Никто не стал спорить с этим планом.
Глава 7
Когда во вторник в шесть утра Мисси приехала в Байрон, у нее было сорок акций Бутылочной Компании Байрона и четыре доверенности, должным образом подписанные сторонами и свидетелями. Юна, как оказалось, была дельным мировым судьей (при этом женщиной!) и уладила все с наиболее важными официальными печатями.
Мисси стояла на платформе, как и предложила Юна, там, где должны были остановиться вагоны второго класса, а Алисия — там, где производили посадку обладатели билетов в первый класс.
— Надеюсь, вы не против путешествия во втором классе? — озабоченно сказала Мисси. — Мама была такая добрая — у меня десять шиллингов на собственные расходы и гинея на врача. Но из этих денег мне не хотелось бы тратить больше, чем надо.
— Дорогая, я уже давно не езжу первым классом, — успокоила Юна. — Кроме того, путешествие не такое уж и длинное, и ранним утром никогда не следует открывать глаза, впуская сажу!
Взгляд Мисси встретился со взглядом Алисии. Алисия шумно втянула носом воздух и нарочно отвернулась.
— Слава Богу, — с облегчением вздохнула Мисси.
Рельсы загудели, и почти сразу после этого поезд двинулся — громадный черный паровоз с рядом — коротких труб заскрежетал в клубах тяжелого дыма и густых облаках белого пара.
— Знаешь, что я люблю делать? — спросила Юна у Мисси, когда они нашли у окна два свободных места.
— Нет. Что?
— Ты знаешь навесной мост в конце Ноэль — стрит у бутылочного завода?
— Конечно, знаю.
— Я люблю стоять прямо посередине, на самом верху и перевешиваться через перила, когда внизу идет поезд. Ух! Все в дыму. Как будто в ад спускаешься. Но здорово!

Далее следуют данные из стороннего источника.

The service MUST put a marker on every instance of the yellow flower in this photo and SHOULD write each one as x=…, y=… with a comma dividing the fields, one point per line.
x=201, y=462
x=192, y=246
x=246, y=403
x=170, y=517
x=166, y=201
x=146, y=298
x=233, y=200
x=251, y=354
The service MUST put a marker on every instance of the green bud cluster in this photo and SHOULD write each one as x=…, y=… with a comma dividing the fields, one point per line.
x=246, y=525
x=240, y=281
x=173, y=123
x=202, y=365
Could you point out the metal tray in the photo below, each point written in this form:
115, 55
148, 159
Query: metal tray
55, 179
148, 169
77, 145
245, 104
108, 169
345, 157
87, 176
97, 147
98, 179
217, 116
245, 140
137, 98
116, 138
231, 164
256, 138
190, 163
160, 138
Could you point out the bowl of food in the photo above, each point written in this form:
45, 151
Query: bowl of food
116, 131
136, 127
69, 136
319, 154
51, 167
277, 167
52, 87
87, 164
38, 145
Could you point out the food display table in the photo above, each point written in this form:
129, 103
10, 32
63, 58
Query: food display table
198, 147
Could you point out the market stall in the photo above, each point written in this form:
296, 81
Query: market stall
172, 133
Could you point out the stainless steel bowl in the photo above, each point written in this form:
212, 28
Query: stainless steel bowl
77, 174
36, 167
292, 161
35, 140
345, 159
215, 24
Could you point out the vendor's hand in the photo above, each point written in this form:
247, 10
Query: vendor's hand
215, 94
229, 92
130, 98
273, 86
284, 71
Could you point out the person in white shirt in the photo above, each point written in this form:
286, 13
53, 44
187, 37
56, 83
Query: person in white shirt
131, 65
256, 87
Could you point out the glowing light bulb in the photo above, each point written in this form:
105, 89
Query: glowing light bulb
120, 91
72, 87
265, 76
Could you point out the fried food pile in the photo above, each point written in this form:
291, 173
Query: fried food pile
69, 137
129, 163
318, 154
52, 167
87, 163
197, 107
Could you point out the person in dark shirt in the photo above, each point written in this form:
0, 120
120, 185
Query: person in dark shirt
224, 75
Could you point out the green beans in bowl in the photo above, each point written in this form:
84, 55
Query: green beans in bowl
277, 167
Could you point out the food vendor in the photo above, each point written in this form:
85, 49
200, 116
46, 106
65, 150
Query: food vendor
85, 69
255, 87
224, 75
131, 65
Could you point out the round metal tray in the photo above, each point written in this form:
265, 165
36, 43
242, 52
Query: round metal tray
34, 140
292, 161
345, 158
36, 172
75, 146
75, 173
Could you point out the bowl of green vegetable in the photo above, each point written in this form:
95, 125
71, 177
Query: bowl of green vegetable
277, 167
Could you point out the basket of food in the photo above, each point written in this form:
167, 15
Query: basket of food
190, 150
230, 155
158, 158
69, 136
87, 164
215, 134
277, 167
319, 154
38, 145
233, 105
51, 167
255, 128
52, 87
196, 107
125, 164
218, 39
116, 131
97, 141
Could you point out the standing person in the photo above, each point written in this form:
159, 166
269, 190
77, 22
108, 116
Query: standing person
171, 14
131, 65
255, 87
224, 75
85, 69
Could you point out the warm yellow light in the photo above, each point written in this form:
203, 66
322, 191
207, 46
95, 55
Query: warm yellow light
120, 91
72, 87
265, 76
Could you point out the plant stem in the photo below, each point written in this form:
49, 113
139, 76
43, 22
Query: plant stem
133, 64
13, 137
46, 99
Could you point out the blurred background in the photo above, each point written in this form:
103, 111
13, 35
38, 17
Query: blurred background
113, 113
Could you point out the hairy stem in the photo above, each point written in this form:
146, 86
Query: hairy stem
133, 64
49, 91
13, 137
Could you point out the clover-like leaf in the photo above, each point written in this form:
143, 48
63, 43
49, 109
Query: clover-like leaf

— Все у тебя всегда здорово! — подумала Мисси. — Я никогда не встречала такого жизнерадостного человека, как ты.
Поезд притащился на конечную станцию, на Центральный вокзал. Стрелки часов показывали без двадцати минут девять. К врачу на Мэккэри-стрит они должны придти в десять, так что было время зайти в кафе на вокзале, выпить чаю.
Алисия смешалась с основным потоком людей. Ей пришлось выждать, чтобы сделать это, потому что пассажиры первого класса, как обычно, были далеко впереди остальных.
— Это та самая Алисия Маршалл? — спросила Юна.
— Да.
Юна издала какой-то нечленораздельный звук.
— Как она тебе? — полюбопытствовала Мисси.
— Она проста и вульгарна, дорогая. Держит все свои достоинства на виду. А знаешь, что случается с товарами, находящимися в витрине?
— Знаю, но лучше ты сама скажи. Юна улыбнулась.
— Дорогая, они теряют цвет. Постоянное действие яркого дневного света. Самое большее она продержится еще год. А потом ей придется туго зашнуровывать свой корсет, чтобы выглядеть опрятной. Она безобразно растолстеет, обленится и испортит характер. Я думаю, она выходит замуж за самого обычного парня. А ей нужен мужчина, который заставит ее много работать и будет обращаться с ней как с грязью!
— Я боюсь, бедный Маленький Вилли слишком слабоволен, — вздохнула Мисси.
Она не поняла, почему Юне это замечание показалось таким забавным. Юна билась в припадках смеха всю дорогу, пока они шли по Кэсэлри-стрит к трамваю, не объясняя причины. Мисси оставила попытки узнать ее, когда они оказались перед домом врача на Мэккэри-стрит.